Ja, genau. Ursprünglich stand in den Spezifikationen zum Zora-Fluss lediglich: „Erstellen Sie eine Landschaft, wie man sie normalerweise nicht zu sehen bekommt.“ (lacht)

Iwata:

Das ist aber ganz schön vage! (lacht)

Miyamoto:

Für Mr. (Makoto) Miyanaga und andere, die für die Landschaften verantwortlich waren, war das völlig ausreichend. Sie brauchten ihnen nur zu sagen: „Wir wollen ein markantes Dorf“ oder: „Macht mal eine echt burgige Burg!“ (lacht)

Iwata:

(lacht)

Miyamoto:

Beim Zora-Fluss hieß es eben: „Erstellen Sie eine Landschaft, wie man sie normalerweise nicht zu sehen bekommt.“ Aber die Natur ist ja ziemlich spektakulär. Viele echte Landschaftsformen sprengen unsere Vorstellungskraft – da können unsere Erfindungen gar nicht mithalten.

Iwata:

Wahrscheinlich nicht.

Miyamoto:

Wenn man im Flugzeug nach Norden reist …

Iwata:

Wenn man z. B. nach Europa fliegt.

Miyamoto:

Eher von Europa nach Amerika. Wenn man dann in der Nähe des Polarkreises nach unten blickt, sieht man viele eigenartige Landschaftsformen, die einen neugierig machen. Man würde sich am liebsten nach unten beamen und genauer umsehen.

Iwata:

Aber man würde wahrscheinlich feststellen, dass es sich um einen sehr unwirtlichen Ort handelt. (lacht)

Miyamoto:

Ja. Wenn Sie sich dort wirklich hinwagen würden, kämen Sie wahrscheinlich nie mehr zurück! (lacht) Wenn ich derartige Orte sehe, geht mir immer auf, wie beschränkt wir in unserer Vorstellung und unseren Gedanken sind.
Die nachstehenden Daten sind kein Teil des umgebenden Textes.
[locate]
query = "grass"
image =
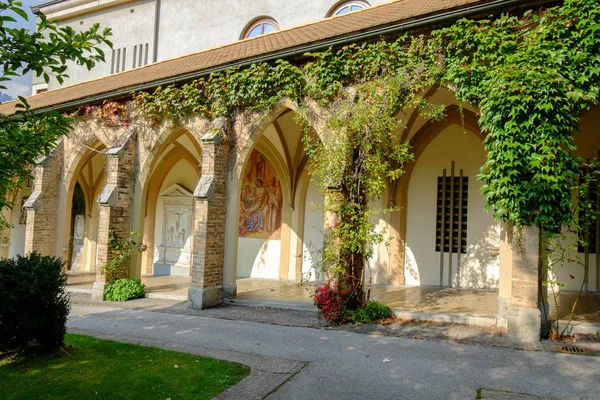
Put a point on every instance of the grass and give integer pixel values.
(91, 368)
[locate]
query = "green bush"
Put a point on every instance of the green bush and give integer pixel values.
(34, 304)
(124, 289)
(372, 312)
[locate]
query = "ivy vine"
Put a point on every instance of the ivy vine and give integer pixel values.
(529, 75)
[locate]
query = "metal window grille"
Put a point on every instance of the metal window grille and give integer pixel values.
(451, 216)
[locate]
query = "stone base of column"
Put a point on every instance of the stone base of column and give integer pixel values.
(98, 291)
(201, 298)
(229, 291)
(503, 312)
(526, 324)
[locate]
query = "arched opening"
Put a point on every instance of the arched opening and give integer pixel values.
(168, 205)
(277, 208)
(588, 257)
(83, 184)
(450, 239)
(77, 229)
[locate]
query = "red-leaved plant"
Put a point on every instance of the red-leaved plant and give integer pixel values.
(329, 301)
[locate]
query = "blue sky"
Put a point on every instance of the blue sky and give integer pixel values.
(21, 86)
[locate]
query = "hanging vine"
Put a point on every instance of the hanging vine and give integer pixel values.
(529, 75)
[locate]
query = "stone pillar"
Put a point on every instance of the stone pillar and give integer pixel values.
(7, 214)
(210, 213)
(505, 279)
(42, 205)
(115, 204)
(526, 317)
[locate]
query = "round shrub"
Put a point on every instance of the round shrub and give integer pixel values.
(34, 304)
(125, 289)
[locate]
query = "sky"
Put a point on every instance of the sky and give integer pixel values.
(20, 86)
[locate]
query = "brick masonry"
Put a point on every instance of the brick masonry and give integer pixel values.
(42, 206)
(210, 212)
(117, 209)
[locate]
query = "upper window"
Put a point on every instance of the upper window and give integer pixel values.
(348, 6)
(260, 27)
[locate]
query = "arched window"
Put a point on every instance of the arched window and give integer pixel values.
(260, 27)
(347, 7)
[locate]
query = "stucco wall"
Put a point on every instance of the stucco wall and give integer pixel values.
(479, 267)
(185, 26)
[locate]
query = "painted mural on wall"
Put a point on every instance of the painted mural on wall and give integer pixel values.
(261, 200)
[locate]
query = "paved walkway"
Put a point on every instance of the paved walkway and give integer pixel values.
(337, 363)
(449, 305)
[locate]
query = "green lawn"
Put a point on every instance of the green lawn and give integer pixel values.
(102, 369)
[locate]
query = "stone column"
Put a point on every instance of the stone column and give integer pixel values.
(505, 281)
(42, 205)
(210, 213)
(115, 204)
(526, 318)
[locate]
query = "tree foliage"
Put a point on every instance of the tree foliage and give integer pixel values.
(27, 135)
(530, 76)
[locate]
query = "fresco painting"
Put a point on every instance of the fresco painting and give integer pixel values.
(261, 200)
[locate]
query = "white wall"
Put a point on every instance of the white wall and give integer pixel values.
(379, 263)
(313, 232)
(185, 26)
(479, 268)
(17, 235)
(129, 29)
(258, 258)
(588, 145)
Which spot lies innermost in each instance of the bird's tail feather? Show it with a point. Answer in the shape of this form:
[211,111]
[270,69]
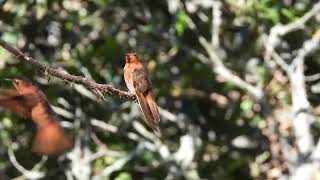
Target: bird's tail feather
[148,110]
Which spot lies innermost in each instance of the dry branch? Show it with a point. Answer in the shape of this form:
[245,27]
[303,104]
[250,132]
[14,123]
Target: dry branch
[91,85]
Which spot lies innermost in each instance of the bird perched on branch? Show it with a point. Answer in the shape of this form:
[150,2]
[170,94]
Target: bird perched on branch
[29,102]
[137,80]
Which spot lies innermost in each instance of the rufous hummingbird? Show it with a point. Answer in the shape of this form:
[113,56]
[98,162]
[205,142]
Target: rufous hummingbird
[137,80]
[28,101]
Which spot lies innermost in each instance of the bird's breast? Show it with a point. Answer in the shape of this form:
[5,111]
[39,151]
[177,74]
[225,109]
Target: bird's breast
[128,78]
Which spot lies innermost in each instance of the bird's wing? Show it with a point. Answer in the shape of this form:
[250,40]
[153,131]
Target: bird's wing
[16,103]
[143,91]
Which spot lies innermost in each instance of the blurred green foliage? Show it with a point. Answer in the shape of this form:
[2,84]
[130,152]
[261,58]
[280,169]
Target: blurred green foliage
[90,38]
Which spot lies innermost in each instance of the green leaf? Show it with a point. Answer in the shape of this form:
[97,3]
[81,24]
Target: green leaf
[68,25]
[181,23]
[123,176]
[246,105]
[256,120]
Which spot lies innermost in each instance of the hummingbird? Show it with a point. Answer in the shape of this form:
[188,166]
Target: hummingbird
[138,82]
[29,102]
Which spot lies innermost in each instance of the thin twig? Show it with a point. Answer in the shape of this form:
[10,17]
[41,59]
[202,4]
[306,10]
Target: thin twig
[89,84]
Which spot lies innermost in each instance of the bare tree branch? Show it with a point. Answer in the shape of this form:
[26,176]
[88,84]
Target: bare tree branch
[89,84]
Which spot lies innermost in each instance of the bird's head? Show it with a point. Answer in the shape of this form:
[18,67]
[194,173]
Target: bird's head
[132,57]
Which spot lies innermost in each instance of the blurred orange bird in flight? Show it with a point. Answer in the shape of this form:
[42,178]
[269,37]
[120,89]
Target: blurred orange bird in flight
[137,80]
[29,102]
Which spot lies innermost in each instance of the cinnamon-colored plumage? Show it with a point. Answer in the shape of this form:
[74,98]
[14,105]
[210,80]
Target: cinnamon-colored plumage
[138,82]
[28,101]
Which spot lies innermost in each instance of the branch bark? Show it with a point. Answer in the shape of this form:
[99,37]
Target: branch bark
[97,88]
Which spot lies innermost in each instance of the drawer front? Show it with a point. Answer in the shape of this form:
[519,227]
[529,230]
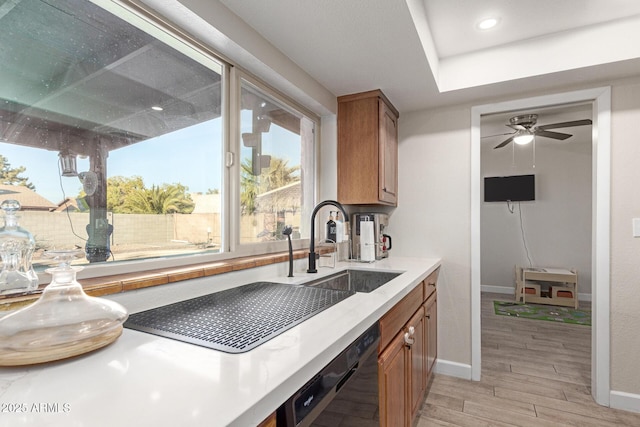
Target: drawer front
[397,317]
[430,284]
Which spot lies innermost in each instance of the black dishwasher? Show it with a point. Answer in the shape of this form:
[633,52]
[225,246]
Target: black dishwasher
[307,403]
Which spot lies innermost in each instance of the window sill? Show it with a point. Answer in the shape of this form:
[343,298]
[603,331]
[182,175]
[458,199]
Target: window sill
[107,285]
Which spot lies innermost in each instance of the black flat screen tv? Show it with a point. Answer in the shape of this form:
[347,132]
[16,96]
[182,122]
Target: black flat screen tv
[516,188]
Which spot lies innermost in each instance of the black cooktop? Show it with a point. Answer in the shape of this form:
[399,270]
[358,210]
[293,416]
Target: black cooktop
[238,319]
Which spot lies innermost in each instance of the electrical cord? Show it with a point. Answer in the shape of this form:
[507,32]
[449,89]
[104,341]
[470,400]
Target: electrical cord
[511,208]
[524,241]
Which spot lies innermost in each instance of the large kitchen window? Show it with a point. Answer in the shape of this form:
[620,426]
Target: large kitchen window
[116,137]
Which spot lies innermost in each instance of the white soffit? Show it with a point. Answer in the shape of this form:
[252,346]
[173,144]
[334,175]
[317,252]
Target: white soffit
[531,39]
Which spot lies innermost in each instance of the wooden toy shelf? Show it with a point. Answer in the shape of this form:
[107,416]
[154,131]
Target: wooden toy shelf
[546,285]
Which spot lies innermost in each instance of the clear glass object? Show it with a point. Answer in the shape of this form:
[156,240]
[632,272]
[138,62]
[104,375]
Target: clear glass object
[63,322]
[16,249]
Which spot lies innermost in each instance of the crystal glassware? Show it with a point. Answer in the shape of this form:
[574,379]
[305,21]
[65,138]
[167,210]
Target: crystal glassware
[63,322]
[16,249]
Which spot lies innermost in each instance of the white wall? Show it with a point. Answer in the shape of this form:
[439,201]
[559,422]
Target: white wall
[557,225]
[625,249]
[433,219]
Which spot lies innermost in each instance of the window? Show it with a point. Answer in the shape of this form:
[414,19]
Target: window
[275,142]
[114,136]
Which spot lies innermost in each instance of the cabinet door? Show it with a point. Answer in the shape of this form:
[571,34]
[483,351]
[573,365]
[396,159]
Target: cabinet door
[431,331]
[392,384]
[388,157]
[417,361]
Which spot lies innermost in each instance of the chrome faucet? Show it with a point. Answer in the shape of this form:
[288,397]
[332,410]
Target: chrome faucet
[312,251]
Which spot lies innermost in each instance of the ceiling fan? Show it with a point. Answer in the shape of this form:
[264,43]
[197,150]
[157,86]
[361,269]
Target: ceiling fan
[525,129]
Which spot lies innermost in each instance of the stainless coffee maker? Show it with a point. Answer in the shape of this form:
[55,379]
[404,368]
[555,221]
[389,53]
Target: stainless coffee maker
[382,241]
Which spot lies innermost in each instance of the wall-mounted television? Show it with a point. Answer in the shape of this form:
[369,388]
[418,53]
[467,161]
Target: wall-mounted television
[515,188]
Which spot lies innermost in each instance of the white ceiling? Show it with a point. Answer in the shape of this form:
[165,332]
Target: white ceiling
[428,53]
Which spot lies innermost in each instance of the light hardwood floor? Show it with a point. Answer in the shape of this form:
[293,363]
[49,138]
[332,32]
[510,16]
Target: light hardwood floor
[534,373]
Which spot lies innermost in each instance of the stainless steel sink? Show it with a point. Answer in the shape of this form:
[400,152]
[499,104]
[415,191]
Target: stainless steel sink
[354,280]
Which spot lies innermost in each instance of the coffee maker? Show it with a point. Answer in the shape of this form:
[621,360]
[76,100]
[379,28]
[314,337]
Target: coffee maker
[381,241]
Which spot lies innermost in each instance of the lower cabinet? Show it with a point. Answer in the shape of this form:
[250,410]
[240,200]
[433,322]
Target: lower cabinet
[431,334]
[392,383]
[408,351]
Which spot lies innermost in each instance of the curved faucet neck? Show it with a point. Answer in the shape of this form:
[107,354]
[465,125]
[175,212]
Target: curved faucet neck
[312,252]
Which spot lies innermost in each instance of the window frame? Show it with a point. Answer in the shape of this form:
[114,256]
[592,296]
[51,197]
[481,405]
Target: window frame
[232,76]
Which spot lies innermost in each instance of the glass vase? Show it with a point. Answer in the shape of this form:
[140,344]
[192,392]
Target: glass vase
[16,249]
[63,322]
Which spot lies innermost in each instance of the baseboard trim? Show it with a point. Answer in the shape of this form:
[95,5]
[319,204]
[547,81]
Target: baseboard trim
[624,401]
[453,369]
[511,291]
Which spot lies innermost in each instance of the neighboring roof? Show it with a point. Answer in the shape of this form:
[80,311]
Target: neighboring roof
[71,204]
[29,199]
[206,203]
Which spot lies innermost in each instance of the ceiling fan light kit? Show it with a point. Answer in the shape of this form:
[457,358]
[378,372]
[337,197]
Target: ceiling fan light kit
[525,129]
[523,138]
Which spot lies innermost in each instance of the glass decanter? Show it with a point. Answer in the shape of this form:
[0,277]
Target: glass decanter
[63,322]
[16,249]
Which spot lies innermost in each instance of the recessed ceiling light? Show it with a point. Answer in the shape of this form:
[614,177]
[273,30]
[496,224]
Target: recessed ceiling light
[488,23]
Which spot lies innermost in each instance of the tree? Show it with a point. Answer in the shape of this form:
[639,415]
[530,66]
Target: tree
[165,199]
[11,176]
[129,195]
[276,176]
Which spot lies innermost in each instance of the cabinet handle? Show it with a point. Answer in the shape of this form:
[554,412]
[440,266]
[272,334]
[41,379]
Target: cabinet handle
[408,339]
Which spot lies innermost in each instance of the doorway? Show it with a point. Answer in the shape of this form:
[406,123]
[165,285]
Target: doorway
[600,99]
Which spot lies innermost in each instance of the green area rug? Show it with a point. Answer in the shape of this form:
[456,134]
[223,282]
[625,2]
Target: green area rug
[543,312]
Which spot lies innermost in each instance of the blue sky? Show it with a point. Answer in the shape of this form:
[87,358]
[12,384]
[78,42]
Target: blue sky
[191,156]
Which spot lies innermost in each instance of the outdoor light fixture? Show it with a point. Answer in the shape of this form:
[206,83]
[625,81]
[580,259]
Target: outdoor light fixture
[68,164]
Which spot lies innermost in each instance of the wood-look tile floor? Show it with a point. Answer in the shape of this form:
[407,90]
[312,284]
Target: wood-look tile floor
[534,373]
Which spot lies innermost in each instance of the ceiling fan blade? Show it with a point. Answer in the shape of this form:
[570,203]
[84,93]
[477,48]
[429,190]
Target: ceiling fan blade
[566,124]
[553,135]
[503,143]
[497,134]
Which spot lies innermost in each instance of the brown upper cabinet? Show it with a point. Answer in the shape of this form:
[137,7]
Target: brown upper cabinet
[367,149]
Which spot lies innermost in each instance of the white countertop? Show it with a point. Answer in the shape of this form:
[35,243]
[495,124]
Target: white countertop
[142,379]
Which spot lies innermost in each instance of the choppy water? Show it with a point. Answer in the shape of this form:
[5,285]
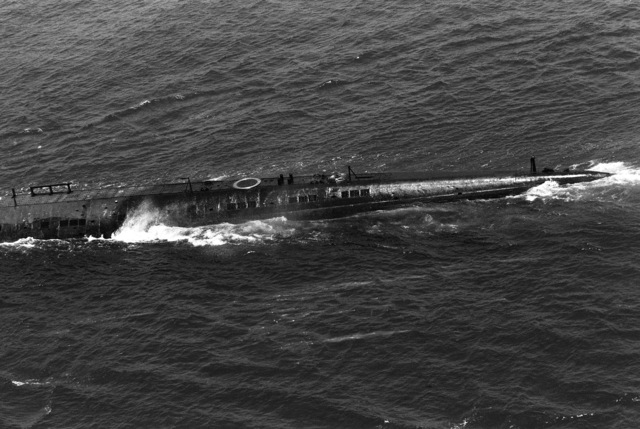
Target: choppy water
[515,313]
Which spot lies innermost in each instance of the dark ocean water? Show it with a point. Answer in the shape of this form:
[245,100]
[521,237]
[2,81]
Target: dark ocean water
[514,313]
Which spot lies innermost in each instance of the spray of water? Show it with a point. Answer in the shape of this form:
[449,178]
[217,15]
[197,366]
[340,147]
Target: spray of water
[147,224]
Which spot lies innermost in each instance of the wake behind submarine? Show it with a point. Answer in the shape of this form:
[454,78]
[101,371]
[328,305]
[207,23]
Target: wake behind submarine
[59,211]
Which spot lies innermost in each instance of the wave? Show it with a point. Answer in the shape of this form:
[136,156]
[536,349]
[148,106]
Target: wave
[623,176]
[148,225]
[359,336]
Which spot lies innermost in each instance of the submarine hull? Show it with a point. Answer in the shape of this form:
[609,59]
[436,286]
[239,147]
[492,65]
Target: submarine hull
[60,212]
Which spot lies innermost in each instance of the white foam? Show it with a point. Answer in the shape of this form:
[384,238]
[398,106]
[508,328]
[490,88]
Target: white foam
[25,243]
[147,224]
[622,175]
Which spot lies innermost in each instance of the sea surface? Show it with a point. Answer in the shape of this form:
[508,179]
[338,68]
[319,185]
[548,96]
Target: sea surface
[520,312]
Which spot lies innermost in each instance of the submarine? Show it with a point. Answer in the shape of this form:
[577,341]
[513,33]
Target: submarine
[63,211]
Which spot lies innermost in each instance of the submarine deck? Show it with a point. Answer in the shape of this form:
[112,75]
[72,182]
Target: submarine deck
[47,195]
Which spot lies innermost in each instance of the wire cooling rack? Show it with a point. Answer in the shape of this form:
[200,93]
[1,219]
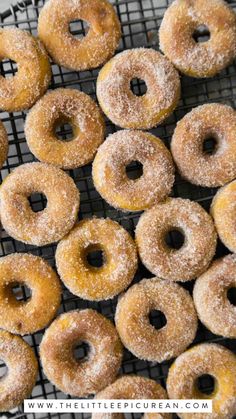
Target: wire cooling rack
[140,23]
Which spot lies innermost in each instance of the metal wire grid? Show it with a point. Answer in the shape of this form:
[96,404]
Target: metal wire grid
[140,22]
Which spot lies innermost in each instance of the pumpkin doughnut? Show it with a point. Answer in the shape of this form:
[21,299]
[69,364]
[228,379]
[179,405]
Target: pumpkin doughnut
[58,107]
[27,317]
[111,180]
[134,327]
[48,225]
[179,25]
[197,251]
[95,48]
[101,366]
[211,359]
[223,210]
[3,144]
[118,101]
[132,387]
[210,297]
[17,384]
[34,72]
[119,259]
[215,121]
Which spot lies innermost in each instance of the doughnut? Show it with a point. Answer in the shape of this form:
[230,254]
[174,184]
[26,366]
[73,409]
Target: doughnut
[34,72]
[211,359]
[22,317]
[139,336]
[109,170]
[132,387]
[197,228]
[22,368]
[3,144]
[121,105]
[46,226]
[101,366]
[211,121]
[119,259]
[223,209]
[57,108]
[210,297]
[185,18]
[95,48]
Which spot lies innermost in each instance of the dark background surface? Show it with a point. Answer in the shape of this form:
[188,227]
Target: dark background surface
[140,22]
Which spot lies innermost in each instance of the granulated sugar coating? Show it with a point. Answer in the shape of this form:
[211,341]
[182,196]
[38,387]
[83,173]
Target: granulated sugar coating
[119,259]
[202,359]
[132,387]
[24,317]
[81,378]
[223,210]
[215,121]
[109,170]
[118,101]
[135,329]
[210,297]
[3,144]
[200,238]
[54,109]
[95,48]
[199,59]
[22,366]
[34,72]
[46,226]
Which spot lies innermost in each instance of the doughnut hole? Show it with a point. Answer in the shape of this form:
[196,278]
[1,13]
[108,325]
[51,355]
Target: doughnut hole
[8,68]
[174,238]
[138,87]
[201,34]
[95,256]
[157,319]
[206,384]
[210,145]
[231,295]
[3,369]
[134,170]
[81,351]
[20,292]
[37,201]
[78,28]
[64,130]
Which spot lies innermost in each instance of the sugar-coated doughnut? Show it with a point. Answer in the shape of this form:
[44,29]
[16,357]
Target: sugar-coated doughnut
[223,210]
[198,249]
[132,387]
[22,317]
[101,366]
[118,101]
[58,107]
[199,59]
[211,359]
[46,226]
[18,382]
[3,144]
[119,259]
[109,170]
[34,72]
[210,297]
[139,336]
[215,121]
[95,48]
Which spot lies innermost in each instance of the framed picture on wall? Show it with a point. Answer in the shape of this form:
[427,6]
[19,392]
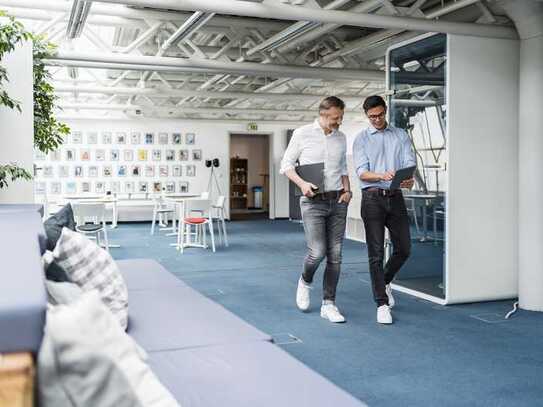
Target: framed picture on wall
[120,137]
[142,155]
[135,138]
[92,137]
[39,188]
[162,138]
[85,187]
[115,187]
[48,171]
[129,187]
[190,138]
[76,137]
[170,187]
[149,170]
[128,155]
[71,187]
[64,171]
[56,188]
[121,171]
[55,155]
[39,155]
[149,138]
[84,154]
[106,137]
[197,155]
[100,187]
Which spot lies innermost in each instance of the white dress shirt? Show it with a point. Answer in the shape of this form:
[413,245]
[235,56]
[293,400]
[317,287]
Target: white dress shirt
[309,145]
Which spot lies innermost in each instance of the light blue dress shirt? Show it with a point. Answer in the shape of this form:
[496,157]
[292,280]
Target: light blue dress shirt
[379,151]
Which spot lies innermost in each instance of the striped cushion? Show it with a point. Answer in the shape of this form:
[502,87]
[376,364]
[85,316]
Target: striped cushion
[91,267]
[195,220]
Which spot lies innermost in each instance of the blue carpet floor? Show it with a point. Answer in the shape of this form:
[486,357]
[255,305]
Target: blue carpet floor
[463,355]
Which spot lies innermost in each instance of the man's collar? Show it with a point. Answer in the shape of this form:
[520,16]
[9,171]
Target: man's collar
[317,125]
[373,130]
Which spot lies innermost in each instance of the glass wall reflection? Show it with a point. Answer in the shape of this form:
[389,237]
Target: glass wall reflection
[416,80]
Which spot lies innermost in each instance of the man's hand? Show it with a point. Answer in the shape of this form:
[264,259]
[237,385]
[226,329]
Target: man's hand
[387,176]
[345,197]
[408,183]
[308,189]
Selbst wenn wir etwas sehr Ungewöhnliches aus Polygonen erstellen würden, sähe es unerfindlicherweise immer noch wie eine Landschaft aus, die einem auch im wahren Leben begegnen könnte. Es hat wahnsinnig viel Spaß gemacht, jeden Tag derartige Dinge zu kreieren.

Iwata:

Noch mehr konzentrierte Entdeckungen!

Miyamoto:

Genau. Als wir an „The Legend of Zelda: Ocarina of Time“ arbeiteten, haben wir unsere ganze Energie auf neue Dinge gelenkt.

Iwata:

Es ist beeindruckend zu sehen, wie jemand sich derart in etwas reinhängt.

Miyamoto:

Ja. Aber diejenigen von uns, die das Spiel erstellten, fanden bis zum Schluss, dass diverse Dinge einfach noch nicht gut genug waren. Da gibt es beispielsweise den Mythen-Stein, an dem man Hinweise und Gerüchte zu hören bekommt. Wenn man eine Bombe neben diesem platziert …

Iwata:

… geht er ab wie eine Rakete. Als ich das zum ersten Mal sah, war ich baff. (lacht)

Miyamoto:

Das haben wir zum Ende hin eingefügt. Wir hatten überall so viele Mythen-Steine verteilt, dass wir irgendwann keinen Text mehr für sie hatten. Da habe ich dann gesagt: „Lasst sie doch einfach die Zeit ansagen.“ (lacht)

Iwata:

(lacht)

Miyamoto:

Damit sagten wir dem Spieler dann quasi: „Falscher Stein. Vielleicht hast du beim nächsten Mal mehr Glück.“ (lacht)

Iwata:

Ja, oder: „Bis zum nächsten Versuch!“ (lacht)

Miyamoto:

Bis zum Ende hatten wir alle den Eindruck, dass irgendetwas fehlte, und zweifelten, ob es wirklich gut genug war.

Iwata:

Ich nehme an, so kam es zu all der angriffslustigen Gastfreundschaft im Spiel.

Iwata Asks
Miyamoto:

Ja, ich glaube schon!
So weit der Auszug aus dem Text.